Evolution of the Horse.
Florida Museum of Natural History

Very wrong again.

Do you have parents? Why? Couldn’t God have created you without needing parents?

I thought symbiote was what they stuffed in the haggis.

Nah, that’s the parasite!

Which also includes knowledge inferred from observation via a consistent falsifiable theory.

For example, we can’t actually see the nucleus of a carbon atom, but we know that it contains six protons. How do we know there are six if we can’t even see them, much less count them? Well, we can observe results of certain tests on things like wavelengths of X-rays, and use those results plus atomic theory to infer that the carbon nucleus has six protons.

Similarly, even if we haven’t directly observed the entire process of evolution of a particular symbiotic relationship, we can use observations of its current state plus fossil forms and related organisms to infer, via the theory of evolution, how it developed.

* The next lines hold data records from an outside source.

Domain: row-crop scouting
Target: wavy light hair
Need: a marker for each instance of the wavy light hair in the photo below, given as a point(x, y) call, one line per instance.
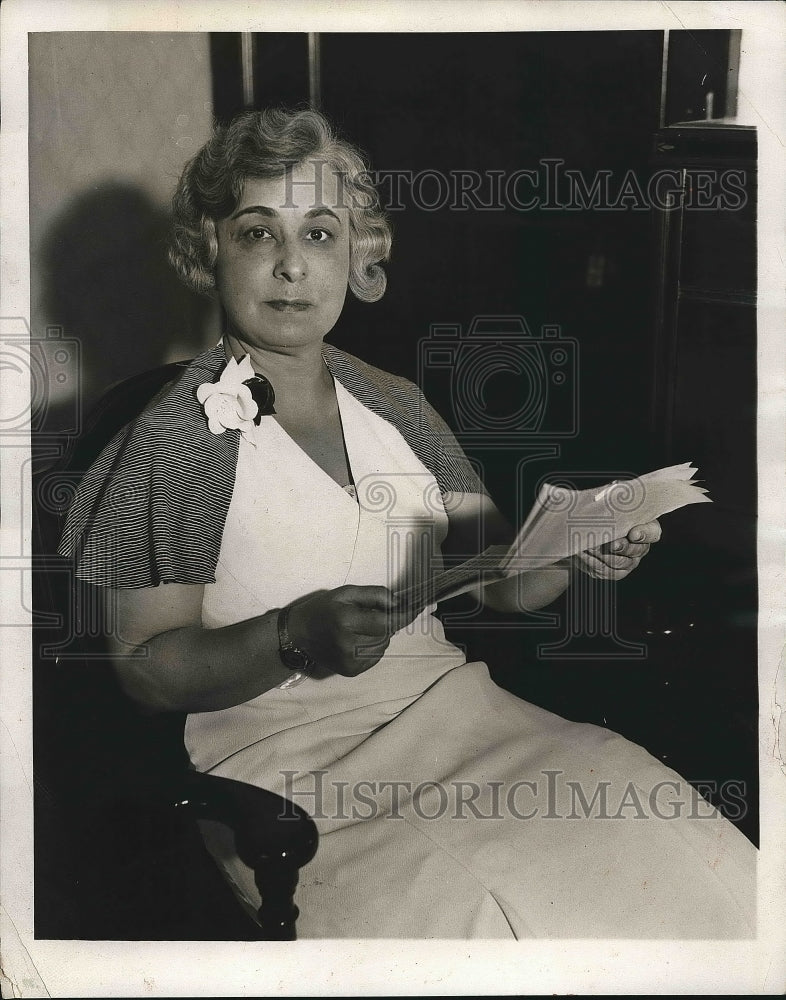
point(266, 144)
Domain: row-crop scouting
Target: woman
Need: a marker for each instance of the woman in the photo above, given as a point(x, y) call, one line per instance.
point(254, 552)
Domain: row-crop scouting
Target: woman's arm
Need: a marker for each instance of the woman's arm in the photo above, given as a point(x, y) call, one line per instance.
point(180, 666)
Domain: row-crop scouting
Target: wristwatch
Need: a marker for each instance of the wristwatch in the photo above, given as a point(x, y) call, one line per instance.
point(291, 655)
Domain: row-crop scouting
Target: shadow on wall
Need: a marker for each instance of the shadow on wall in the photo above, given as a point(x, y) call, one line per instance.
point(109, 286)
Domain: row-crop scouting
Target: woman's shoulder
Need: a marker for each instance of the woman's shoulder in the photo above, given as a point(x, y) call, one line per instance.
point(347, 367)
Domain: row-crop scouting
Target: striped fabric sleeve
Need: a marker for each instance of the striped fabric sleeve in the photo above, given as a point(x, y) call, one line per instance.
point(152, 507)
point(402, 404)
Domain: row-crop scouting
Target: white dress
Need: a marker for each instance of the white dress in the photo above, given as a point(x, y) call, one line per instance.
point(446, 807)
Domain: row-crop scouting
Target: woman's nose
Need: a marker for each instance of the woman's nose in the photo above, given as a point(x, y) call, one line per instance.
point(291, 264)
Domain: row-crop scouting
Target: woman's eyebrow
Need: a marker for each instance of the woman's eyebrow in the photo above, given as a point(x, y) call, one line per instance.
point(272, 213)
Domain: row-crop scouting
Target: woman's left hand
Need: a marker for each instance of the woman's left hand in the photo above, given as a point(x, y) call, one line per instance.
point(614, 560)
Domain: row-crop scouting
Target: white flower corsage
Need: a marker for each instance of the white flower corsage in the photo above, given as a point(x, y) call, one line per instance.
point(238, 400)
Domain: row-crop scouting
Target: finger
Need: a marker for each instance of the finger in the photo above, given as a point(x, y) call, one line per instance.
point(368, 621)
point(374, 598)
point(648, 533)
point(634, 550)
point(600, 569)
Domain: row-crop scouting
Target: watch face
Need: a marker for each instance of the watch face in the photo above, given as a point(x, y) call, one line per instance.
point(294, 658)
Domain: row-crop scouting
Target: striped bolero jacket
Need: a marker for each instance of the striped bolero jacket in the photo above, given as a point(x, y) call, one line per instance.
point(152, 508)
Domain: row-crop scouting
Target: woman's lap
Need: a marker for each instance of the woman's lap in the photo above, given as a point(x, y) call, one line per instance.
point(475, 814)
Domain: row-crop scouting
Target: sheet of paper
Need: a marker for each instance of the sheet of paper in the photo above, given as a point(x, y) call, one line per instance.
point(563, 522)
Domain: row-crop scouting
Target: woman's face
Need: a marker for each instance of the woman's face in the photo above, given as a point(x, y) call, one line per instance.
point(283, 258)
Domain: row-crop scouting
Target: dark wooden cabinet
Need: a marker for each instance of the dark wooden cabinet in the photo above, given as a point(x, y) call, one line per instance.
point(704, 401)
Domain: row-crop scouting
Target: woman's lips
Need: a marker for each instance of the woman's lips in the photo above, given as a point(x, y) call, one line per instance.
point(289, 305)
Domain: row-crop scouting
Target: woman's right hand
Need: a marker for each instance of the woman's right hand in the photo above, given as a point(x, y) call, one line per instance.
point(347, 630)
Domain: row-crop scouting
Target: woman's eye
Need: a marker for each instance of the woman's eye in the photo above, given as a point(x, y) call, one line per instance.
point(257, 234)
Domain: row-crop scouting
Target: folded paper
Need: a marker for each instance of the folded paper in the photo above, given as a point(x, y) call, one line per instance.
point(564, 522)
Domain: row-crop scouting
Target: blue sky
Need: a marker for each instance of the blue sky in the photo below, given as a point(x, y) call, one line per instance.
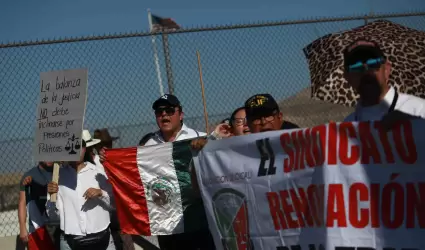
point(122, 78)
point(22, 20)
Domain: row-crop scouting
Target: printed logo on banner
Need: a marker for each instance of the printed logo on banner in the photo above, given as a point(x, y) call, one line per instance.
point(161, 190)
point(231, 215)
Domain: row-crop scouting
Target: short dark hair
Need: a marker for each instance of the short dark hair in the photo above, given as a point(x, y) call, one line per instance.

There’s nothing unscientific about that. In fact, what’s profoundly unscientific is your insistence that science tells us nothing about any natural phenomena except those we can observe directly.

On the contrary, figuring out what our observations tell us indirectly about natural phenomena is the core mission of science.

What’s your point?

[QUOTE=reef shark]
I noticed you (and everyone else) still have not cited any obligate symbiotic relationships, despite my several requests.
[/QUOTE]

You haven’t actually asked us to provide examples of obligate symbiotic relationships. I was the one who first brought up the term, and you didn’t even seem to know what it was when you started the thread. As I’ve already pointed out, facultative symbioses are much more common than obligate ones.

I’m not going to do your work for you. Since you know so much about them, how about you give us an example of an obligate symbiotic relationship, and then we can discuss it.

And despite my requests, you still haven’t answered several of the questions I’ve asked you before:

  • Define exactly what you mean by symbiosis. (In your own words. No Wikipedia cites)

  • Explain how symbiosis differs from mutualism.

  • Do you accept that non-obligate mutualistic relationships evolved over time?

In actual fact, all you are doing is regurgitating talking points from some creationist website or other source, without any real understanding of what any of the words mean.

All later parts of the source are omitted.